Rachael: Our transforming care services are built on a psychologically informed environment model. This means that we prioritise understanding the emotional and mental wellbeing needs of our customers. We respond to behaviours that challenge through a positive behavioural support framework, without judgement, seeking to understand the function of that behaviour. Offending behaviour falls within this framework as does any other behaviour that is challenging. This is our baseline. Services that work specifically with customers who have forensic history may differ is in three ways.
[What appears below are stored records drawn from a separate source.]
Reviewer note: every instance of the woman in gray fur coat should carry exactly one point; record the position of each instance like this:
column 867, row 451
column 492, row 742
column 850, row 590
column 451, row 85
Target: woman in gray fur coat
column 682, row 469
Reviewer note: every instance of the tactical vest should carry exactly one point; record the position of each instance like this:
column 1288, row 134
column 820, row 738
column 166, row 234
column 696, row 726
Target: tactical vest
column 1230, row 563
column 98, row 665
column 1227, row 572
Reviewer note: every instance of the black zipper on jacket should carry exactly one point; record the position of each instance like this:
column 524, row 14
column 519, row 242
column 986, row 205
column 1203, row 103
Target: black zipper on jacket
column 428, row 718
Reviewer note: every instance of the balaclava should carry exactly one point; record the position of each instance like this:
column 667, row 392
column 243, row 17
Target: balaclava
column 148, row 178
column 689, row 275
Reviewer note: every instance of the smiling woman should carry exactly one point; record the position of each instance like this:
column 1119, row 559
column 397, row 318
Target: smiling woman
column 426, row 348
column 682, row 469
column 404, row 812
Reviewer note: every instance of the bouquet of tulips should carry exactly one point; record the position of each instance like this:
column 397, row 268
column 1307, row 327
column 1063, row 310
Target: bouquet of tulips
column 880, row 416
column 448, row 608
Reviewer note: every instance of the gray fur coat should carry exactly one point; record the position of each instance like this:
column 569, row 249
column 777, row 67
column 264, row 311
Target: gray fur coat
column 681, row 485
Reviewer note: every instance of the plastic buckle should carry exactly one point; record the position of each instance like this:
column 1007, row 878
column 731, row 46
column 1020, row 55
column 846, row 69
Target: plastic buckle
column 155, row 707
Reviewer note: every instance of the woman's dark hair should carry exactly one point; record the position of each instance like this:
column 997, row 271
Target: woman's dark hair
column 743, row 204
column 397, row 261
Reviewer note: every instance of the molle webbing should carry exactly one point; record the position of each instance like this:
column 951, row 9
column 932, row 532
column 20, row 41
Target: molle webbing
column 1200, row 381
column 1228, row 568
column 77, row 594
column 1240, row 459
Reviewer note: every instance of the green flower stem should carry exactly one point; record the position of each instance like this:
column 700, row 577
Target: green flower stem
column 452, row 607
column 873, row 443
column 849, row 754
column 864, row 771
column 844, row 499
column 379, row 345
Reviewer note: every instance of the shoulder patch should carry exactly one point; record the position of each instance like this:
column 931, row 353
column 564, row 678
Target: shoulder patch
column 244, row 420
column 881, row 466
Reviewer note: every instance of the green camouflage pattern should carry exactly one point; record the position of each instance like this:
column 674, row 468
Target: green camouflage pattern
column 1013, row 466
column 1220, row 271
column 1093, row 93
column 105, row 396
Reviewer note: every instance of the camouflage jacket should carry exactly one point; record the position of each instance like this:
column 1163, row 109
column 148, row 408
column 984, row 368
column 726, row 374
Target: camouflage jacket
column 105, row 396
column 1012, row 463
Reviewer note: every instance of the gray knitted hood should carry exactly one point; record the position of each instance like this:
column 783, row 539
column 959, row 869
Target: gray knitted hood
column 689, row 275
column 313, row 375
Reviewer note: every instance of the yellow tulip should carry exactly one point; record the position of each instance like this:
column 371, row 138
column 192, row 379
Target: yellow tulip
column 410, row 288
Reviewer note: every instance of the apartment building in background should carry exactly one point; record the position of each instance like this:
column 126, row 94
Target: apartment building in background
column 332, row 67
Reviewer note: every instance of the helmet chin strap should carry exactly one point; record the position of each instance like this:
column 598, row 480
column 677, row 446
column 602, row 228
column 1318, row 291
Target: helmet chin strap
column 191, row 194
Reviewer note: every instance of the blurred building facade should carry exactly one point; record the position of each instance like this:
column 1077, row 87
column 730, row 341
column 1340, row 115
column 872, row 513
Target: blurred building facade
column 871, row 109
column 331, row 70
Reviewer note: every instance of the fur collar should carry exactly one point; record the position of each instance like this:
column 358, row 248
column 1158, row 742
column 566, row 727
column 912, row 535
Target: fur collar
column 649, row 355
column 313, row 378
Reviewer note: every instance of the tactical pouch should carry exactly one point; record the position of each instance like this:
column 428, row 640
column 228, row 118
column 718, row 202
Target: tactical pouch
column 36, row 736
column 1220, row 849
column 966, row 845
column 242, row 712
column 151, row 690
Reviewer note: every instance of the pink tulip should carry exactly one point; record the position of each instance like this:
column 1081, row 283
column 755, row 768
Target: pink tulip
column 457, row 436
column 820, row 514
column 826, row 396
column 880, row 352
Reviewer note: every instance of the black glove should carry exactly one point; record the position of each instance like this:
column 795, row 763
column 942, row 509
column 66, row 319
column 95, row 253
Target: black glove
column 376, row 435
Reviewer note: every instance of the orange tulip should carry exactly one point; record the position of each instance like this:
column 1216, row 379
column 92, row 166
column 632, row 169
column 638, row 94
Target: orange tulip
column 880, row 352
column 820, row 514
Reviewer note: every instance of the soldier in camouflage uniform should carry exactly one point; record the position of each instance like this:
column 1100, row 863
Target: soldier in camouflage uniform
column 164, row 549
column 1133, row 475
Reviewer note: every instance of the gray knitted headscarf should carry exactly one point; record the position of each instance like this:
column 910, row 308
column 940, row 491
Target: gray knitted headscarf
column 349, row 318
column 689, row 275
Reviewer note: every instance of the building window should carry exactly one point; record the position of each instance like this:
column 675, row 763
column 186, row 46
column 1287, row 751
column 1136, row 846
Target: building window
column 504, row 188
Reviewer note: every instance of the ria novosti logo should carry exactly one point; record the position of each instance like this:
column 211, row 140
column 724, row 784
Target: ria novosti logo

First, the team that is working around the customer will need specialist psychological leadership and expert advice, guidance, reflective practice and psychological formulation regarding each customer’s psychological care. This translates into practice/treatment that addresses specific risk behaviours and alleviates associated distress. CBT-based models also enable teams to reflect on internal experiences, teaching them to notice and articulate beliefs about situations, others’ motives and their own behavioural urges. 

Second, though related, customers with forensic histories may present active risks to the community. So forensic services need to balance supporting customer aspirations and using the least restrictive practice with protecting the community. This involves specialist risk assessment and management plans, created internally or in partnership with statutory agencies. Partnership is also needed with statutory services to share crisis plans and co-ordinate responses to heightened risk.

Finally, customers with forensic histories may have additional legal restrictions and monitoring requirements. This, combined with issues around mental capacity and the Mental Health Act, can make enabling transition into the community a complex legal process. Exceptional partnership-working with statutory provision is required to enable this process to have a positive outcome resulting in an individual being transitioned into the community.